Come le polveri sottili che si adagiano per strada, sbarcano sui capelli come nel risvolto dei pantaloni, anche il berlusconismo ha un suo ph che oramai irrora il nostro sangue, ed è la matrice dell’Italia di oggi. “Matteo Renzi non ha un pensiero oltre il renzismo, non c’è analisi sulla trasformazione della società. Lieve e debole come il pensiero del Cavaliere. Anch’egli protagonista e interprete dell’idea che furbizia, talento e un po’ di simpatica cialtronaggine siano elementi inossidabili per raggiungere e conquistare il potere. Come Berlusconi ha una capacità innata di intercettare il sentimento popolare, i piani bassi della nostra etica. E oggi è venuto il momento di smacchiare il ventennio, diluirlo in un piccolo e breve incidente. Renzi non ha classe dirigente oltre la Boschi e usa il cartongesso per trasformare la realtà e adattarla alle necessità del momento. Sono pareti mobili che compongono scenografie altrettanto provvisorie. Ogni luogo ha un bisogno, ogni teatro una recita. E ieri c’era bisogno di assolvere tutti quanti e catalogare il berlusconismo e l’antiberlusconismo come accidenti di pari natura.
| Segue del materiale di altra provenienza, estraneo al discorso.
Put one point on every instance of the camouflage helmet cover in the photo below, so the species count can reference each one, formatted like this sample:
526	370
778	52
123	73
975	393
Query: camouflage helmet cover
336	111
Successe già quando Pasolini segnalò la costruzione di una equazione tra fascismo e antifascismo. L’Italia si ripete, noi italiani questi siamo”.
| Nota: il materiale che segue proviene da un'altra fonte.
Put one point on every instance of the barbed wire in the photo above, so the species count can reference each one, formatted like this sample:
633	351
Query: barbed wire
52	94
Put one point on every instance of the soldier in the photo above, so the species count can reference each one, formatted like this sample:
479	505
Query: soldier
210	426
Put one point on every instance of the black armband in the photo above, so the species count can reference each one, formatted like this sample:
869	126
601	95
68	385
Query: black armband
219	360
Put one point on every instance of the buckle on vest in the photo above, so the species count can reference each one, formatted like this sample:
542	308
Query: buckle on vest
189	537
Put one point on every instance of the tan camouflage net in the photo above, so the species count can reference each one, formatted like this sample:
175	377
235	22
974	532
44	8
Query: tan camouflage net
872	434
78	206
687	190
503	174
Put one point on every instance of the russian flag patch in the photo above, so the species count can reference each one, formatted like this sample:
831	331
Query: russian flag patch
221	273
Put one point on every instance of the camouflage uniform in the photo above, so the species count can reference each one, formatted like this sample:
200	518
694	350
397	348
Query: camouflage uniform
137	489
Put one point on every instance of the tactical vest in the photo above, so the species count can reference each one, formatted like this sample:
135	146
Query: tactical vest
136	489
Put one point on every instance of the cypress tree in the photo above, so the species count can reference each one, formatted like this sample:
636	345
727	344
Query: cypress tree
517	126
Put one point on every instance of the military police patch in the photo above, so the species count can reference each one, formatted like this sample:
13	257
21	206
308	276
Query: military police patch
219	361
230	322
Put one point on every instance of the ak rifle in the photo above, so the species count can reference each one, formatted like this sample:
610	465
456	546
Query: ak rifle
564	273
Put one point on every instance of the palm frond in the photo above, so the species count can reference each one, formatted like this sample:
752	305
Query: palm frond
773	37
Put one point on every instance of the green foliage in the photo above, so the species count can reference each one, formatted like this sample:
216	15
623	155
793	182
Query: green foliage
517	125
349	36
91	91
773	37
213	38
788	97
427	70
MARCO BELPOLITI, critico letterario tra i più raffinati (è docente di letteratura italiana all’Università di Bergamo), più di ogni altro ha indagato l’antropologia berlusconiana, e sul “corpo del Capo”, titolo del suo più noto studio sulla fisicità della leadership ha illustrato la profilassi sociale berlusconiana. “Naturalmente è incomparabile il rilievo tra i due sotto il profilo, diciamo così, della morale privata e anche pubblica, ma identiche appaiono le costruzioni di fondo, l’idea che hanno della società, la capacità che mostrano di essere insofferenti al rigore dell’impegno, alla necessità delle competenze alte. Anche Renzi come Berlusconi è tutto corpo e cerca negli italiani l’empatia sfoderando talento, capacità di sorpresa, illustrando la favolistica del ricchi e belli in una notte sola”. Eppure anche nel Pd c’è chi ha lottato sinceramente e pagato anche personalmente gli anni dell’opposizione al berlusconismo. Com’è possibile che l’equazione renziana degli uni simili agli altri venga raccolta in un silenzio così formidabile? Accettare così di sbianchettare la propria storia… “Capisco a chi fai riferimento. A quell’élite culturale oggi silenziata o forse stordita. Credo che in tanti ci sia il desiderio di essere ingannati da Renzi. È una questione psicanalitica prima che politica. La voglia di dimenticare, di scommettere sulla novità, di tentare di trovare testardamente il buono che ci può essere è anche figlia della desolazione, dell’assenza di una alternativa. Ti ricordo che Renzi è stato votato nelle regioni rosse alle primarie. E certo quel voto gli è stato concesso da estranei, da militanti disperati che non trovavano altro modo e un altro nome per dare un futuro alle proprie idee”. Sì, ricordo anch’io le facce ormai appassite dei vecchi militanti che affidavano al giovane boy scout la palingenesi. “Il sistema elettorale, la società della comunicazione impone come obbligatoria una novità. E il profilo di Renzi era perfetto per sognare un nuovo inizio”.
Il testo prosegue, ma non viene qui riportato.